The exercise of painting has become an act of meditation for me, a way to connect with the mysterious unknown using the imagery of the concrete. Part of my evolution or process  has been to take time out of the act of creating to ponder almost unanswerable questions. For example: What is art? What is the meaning or purpose of life? Why do I do what I do? Why do I paint?  There is nothing new in these age old questions just as the act of creating images whether abstract or representational is not new. I do know that my passion and purpose is to relate things in a language other than words. The language of color, pattern and shape.

I alternate between abstract and representational, actually I find everything I do can be classified as representational - just my approach and subject differ.

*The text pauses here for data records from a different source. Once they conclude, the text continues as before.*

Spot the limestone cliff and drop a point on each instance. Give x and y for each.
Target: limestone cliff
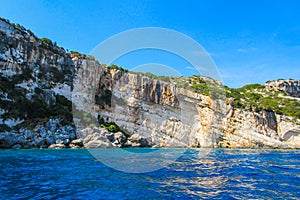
(43, 87)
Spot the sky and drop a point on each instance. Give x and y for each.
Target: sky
(249, 41)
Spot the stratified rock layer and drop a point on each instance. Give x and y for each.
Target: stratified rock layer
(151, 112)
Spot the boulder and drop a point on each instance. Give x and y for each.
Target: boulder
(137, 140)
(77, 142)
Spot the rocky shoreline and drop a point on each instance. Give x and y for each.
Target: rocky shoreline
(43, 87)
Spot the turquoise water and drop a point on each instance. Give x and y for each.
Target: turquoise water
(220, 174)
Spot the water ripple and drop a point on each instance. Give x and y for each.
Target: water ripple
(217, 174)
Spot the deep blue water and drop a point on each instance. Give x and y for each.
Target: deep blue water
(220, 174)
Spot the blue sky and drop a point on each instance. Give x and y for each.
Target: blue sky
(249, 41)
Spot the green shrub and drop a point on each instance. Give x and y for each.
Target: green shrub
(46, 42)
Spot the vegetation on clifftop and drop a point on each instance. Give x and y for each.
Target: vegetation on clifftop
(256, 98)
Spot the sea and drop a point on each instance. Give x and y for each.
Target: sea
(189, 174)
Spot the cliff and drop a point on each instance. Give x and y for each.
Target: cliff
(46, 93)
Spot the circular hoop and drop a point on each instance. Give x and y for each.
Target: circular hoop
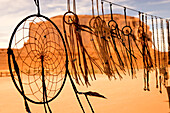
(73, 20)
(112, 25)
(127, 32)
(41, 47)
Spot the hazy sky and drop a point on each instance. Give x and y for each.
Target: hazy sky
(13, 11)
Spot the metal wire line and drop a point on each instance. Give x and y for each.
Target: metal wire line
(135, 10)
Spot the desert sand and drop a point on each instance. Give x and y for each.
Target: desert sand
(123, 96)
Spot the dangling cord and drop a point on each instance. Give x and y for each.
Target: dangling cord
(68, 5)
(44, 87)
(74, 6)
(97, 7)
(148, 54)
(129, 42)
(143, 51)
(125, 15)
(153, 34)
(164, 57)
(168, 32)
(10, 51)
(38, 6)
(92, 8)
(139, 19)
(102, 10)
(167, 60)
(111, 11)
(160, 81)
(158, 43)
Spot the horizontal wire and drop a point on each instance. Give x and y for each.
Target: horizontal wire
(134, 9)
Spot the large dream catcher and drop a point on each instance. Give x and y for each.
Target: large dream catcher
(38, 61)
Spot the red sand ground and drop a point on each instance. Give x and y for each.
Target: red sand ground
(125, 96)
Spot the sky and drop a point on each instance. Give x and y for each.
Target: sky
(13, 11)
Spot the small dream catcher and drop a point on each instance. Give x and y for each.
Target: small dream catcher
(38, 61)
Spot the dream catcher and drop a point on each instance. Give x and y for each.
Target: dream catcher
(38, 61)
(37, 58)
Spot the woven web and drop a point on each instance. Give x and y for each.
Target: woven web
(34, 38)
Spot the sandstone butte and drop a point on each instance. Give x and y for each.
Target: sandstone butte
(84, 20)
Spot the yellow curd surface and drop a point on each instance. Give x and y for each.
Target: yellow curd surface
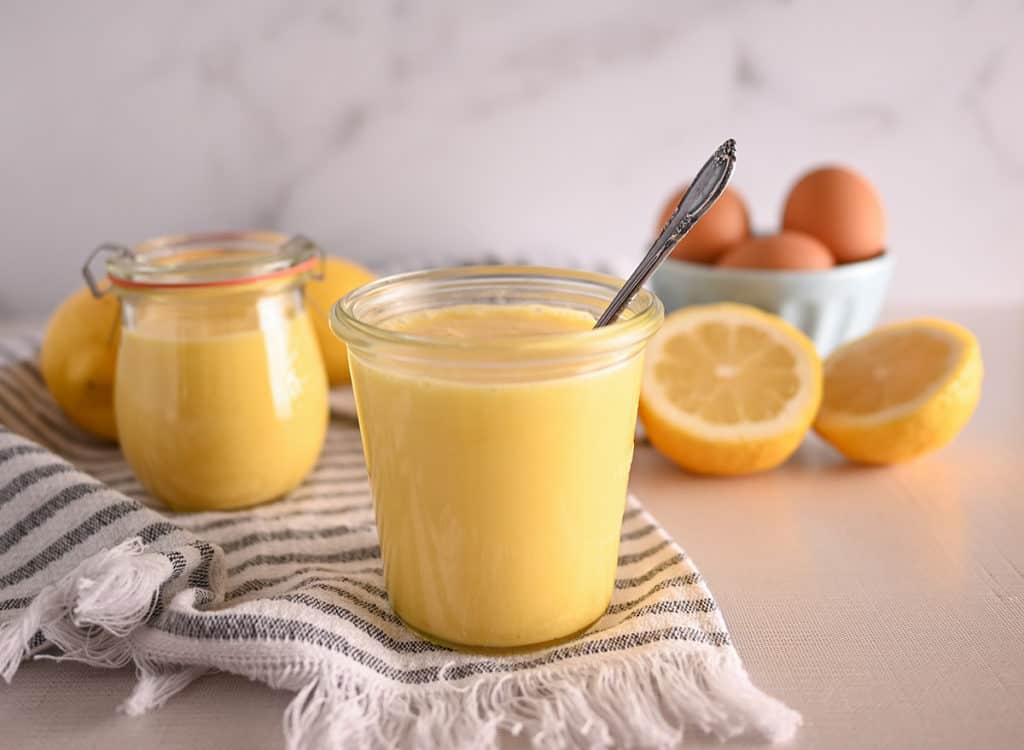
(211, 417)
(499, 497)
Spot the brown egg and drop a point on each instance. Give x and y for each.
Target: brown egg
(784, 251)
(726, 223)
(841, 208)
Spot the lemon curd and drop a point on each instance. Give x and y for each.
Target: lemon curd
(499, 491)
(220, 392)
(212, 418)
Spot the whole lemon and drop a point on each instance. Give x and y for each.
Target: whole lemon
(78, 360)
(340, 277)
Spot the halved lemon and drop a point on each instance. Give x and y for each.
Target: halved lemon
(728, 389)
(900, 391)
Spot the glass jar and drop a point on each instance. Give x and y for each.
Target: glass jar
(499, 463)
(220, 392)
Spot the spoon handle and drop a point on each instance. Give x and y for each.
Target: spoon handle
(704, 191)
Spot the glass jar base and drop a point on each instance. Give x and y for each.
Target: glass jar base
(500, 650)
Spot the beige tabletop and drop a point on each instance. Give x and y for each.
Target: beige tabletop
(886, 605)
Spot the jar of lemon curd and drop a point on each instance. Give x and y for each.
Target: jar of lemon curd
(220, 392)
(498, 427)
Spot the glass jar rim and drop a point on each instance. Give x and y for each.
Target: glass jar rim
(208, 259)
(641, 318)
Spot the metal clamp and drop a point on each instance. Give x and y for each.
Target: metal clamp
(120, 250)
(299, 243)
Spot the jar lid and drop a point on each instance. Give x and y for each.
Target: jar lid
(209, 259)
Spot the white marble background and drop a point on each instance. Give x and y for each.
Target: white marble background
(548, 130)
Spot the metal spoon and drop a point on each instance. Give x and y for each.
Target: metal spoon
(704, 191)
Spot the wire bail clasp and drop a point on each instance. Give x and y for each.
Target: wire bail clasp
(119, 250)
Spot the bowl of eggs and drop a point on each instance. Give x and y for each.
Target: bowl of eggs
(825, 272)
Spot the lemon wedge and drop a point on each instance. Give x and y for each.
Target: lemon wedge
(902, 390)
(728, 389)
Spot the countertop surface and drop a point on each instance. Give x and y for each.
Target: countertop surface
(886, 605)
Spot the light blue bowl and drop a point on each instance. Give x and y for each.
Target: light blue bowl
(830, 306)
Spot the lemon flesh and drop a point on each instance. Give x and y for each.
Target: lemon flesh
(902, 390)
(728, 389)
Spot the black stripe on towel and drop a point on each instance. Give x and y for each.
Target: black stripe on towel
(95, 523)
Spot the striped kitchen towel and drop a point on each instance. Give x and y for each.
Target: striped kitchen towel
(292, 594)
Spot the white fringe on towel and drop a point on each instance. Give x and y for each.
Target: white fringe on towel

I ask myself what I would like to represent for a particular body of work, what technique, what materials.... The subject is usually a challenge that engages me to figure out, or something I have been thinking about. Most recently I've been thinking about time and the fast pace I find myself on daily....

Amid the constant bombardment of media, meetings, appointments, scheduled things, places we have to be now – not necessarily what/where our inner selves want/would like to be doing/going right now; there are spaces of still time… moments if you will. To notice these pockets of stillness, all it requires is to change focus. Apply all senses. What color, how does it smell/feel? How can I paint this single moment? These are the questions I had been asking myself as I was walking through the woods wondering how abstract art represents real things. I saw the sun on a green leaf shinning through the leaves overhead. I thought “If I wanted to paint that, how would I do it?” This fleeting moment of experience?

That question provided the inspiration. Dry pigments, India ink and acrylic paint are the primary ingredients I have been using for my current body of abstract work. Special focus on the interference pigments which change color and reflection as you walk around a piece. Then I switch and go back to oils and paint a scene about place and cultural materiality.